Nacho Chicken and Rice Wraps
1 (10.75 ounce) cansCampbell’s® Condensed Cheddar Cheese Soup
1 soup can water
1 cup Pace® Picante Sauce
2/3 c. wild rice blend
1 lb boneless, skinless chicken thighs
10 low carb flour tortillas (10-inch)
Place chicken in bottom of 3 quart slow cooker. Stir the soup, water, picante sauce, and rice and pour over chicken. Cover and cook on LOW for 7 to 8 hours or on high 4 hours (until chicken is cooked through). Spoon about 1 cup chicken mixture down the center of each tortilla. Fold the tortilla around the filling.
This turned out great!
Easiest Chicken Salsa Verde
1 1/2 lbs frozen boneless, skinless chicken thighs
1/4 tsp garlic powder
1/8 tsp oregano
1/8 tsp ground cumin
salt, to taste
16 oz salsa verde
Season chicken with garlic powder, oregano, cumin and salt and place in the bottom of 2 quart slow cooker. Cover with salsa verde, cover and cook high 3 to 4 hours.

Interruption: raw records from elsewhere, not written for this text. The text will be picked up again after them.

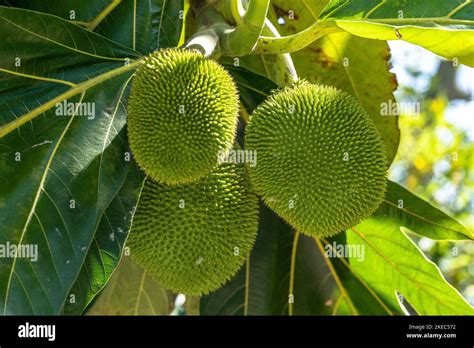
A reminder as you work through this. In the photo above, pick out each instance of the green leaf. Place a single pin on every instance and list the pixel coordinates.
(131, 291)
(393, 264)
(445, 27)
(355, 65)
(78, 10)
(58, 184)
(362, 299)
(405, 209)
(145, 25)
(106, 249)
(277, 272)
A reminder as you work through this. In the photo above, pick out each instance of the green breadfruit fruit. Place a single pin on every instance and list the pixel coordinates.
(192, 238)
(182, 114)
(321, 161)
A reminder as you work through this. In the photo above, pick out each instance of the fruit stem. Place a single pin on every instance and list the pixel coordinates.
(283, 70)
(295, 42)
(242, 39)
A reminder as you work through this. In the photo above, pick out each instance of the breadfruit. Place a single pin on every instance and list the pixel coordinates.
(192, 238)
(321, 161)
(182, 113)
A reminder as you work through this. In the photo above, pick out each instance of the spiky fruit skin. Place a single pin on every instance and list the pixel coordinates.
(321, 161)
(192, 238)
(182, 113)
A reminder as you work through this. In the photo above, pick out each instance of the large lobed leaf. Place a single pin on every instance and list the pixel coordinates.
(63, 162)
(445, 27)
(393, 266)
(355, 65)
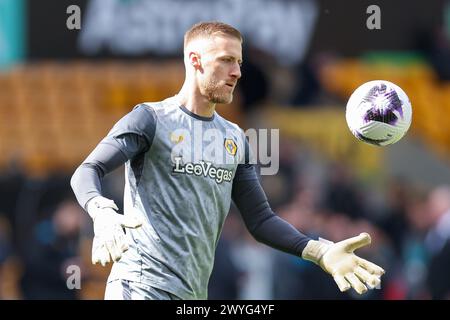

Yield: 5 servings. Per serving= 166 Calories; 5g Fat (26.3% calories from fat); 24g Protein; 6g Carbohydrate; trace Dietary Fiber; 103mg Cholesterol; 602mg Sodium.
Now you can eat that chicken as is, over a salad or in this next recipe.
Salsa Verde Chicken Tostadas
3/4 cup shredded red cabbage
2 tsp fresh lime juice
5 cilantro leaves
salt, to taste
2 cups easy crock pot chicken salsa verde(warmed)
6 tostada shells (Ortega)
3/4 cup shredded reduced fat Mexican Cheese (Sargento)
pickled jalapeño slices (optional)
Combine the shredded cabbage with lime juice, cilantro and salt, to taste. Set aside.
Preheat oven to 350°F. Place tostada shells on a baking sheet. When the oven is hot, layer 1/3 cup of chicken, 2 tbsp shredded cheese and jalapenos over each tostada shell. Bake until the cheese is melted and the shells are crisp, about 4 minutes. Top with shredded cabbage and serve.
Yield: 6 servings.
Creamy Green Chile Enchilada Soup
3 c. fat free chicken broth
16 oz chicken breasts, skinless, boneless
10 oz can Green Chili enchilada sauce
4 oz can of diced green chilies
1 tsp ground cumin
1 tsp chili powder
1 tsp onion powder
1 tsp of garlic powder
11 oz can Mexicorn
½ c. wild rice blend
3 oz light cream cheese
salt and pepper to taste
1 TB corn starch (only if needed)
In 3 quart slow cooker, combine broth, chicken, enchilada sauce, green chilies, cumin, chili powder, onion powder, garlic powder, mexicorn and wild rice blend. Cook on low 7 hours, then shred chicken and add cream cheese. Cook for another 30 minutes and stir the soup, making sure to get the cream cheese mixed in. If needed, add cornstarch to make soup thicker. Mix one tablespoon of cornstarch with 1/8 cup of water and then mix into the soup.
Yield: 5 servings. Per serving (over 1 cup)= 326 Calories; 11g Fat (29.7% calories from fat); 28g Protein; 33g Carbohydrate; 2g Dietary Fiber; 56mg Cholesterol; 928mg Sodium.
Well, I enjoyed the Picadillo so much last week I had to try this version too. I made it for the Super Bowl. It was great too. I’m not sure which version I liked best–they were both good.
12 oz ground beef, 92% fat free
2 TB diced onion
Dash garlic powder
2 c. salsa
¼ c. chopped pimiento-stuffed olives
1 TB red wine vinegar
½ tsp cinnamon
½ tsp cumin
Brown ground beef in large skillet. Drain fat and add onion. Cook until onion is done then add to 2 quart slow cooker. Add garlic powder, salsa, olives, vinegar, cinnamon and cumin. Cook on low 6 to 8 hours or on high 3 to 4 hours. Can serve over pasta or spaghetti squash.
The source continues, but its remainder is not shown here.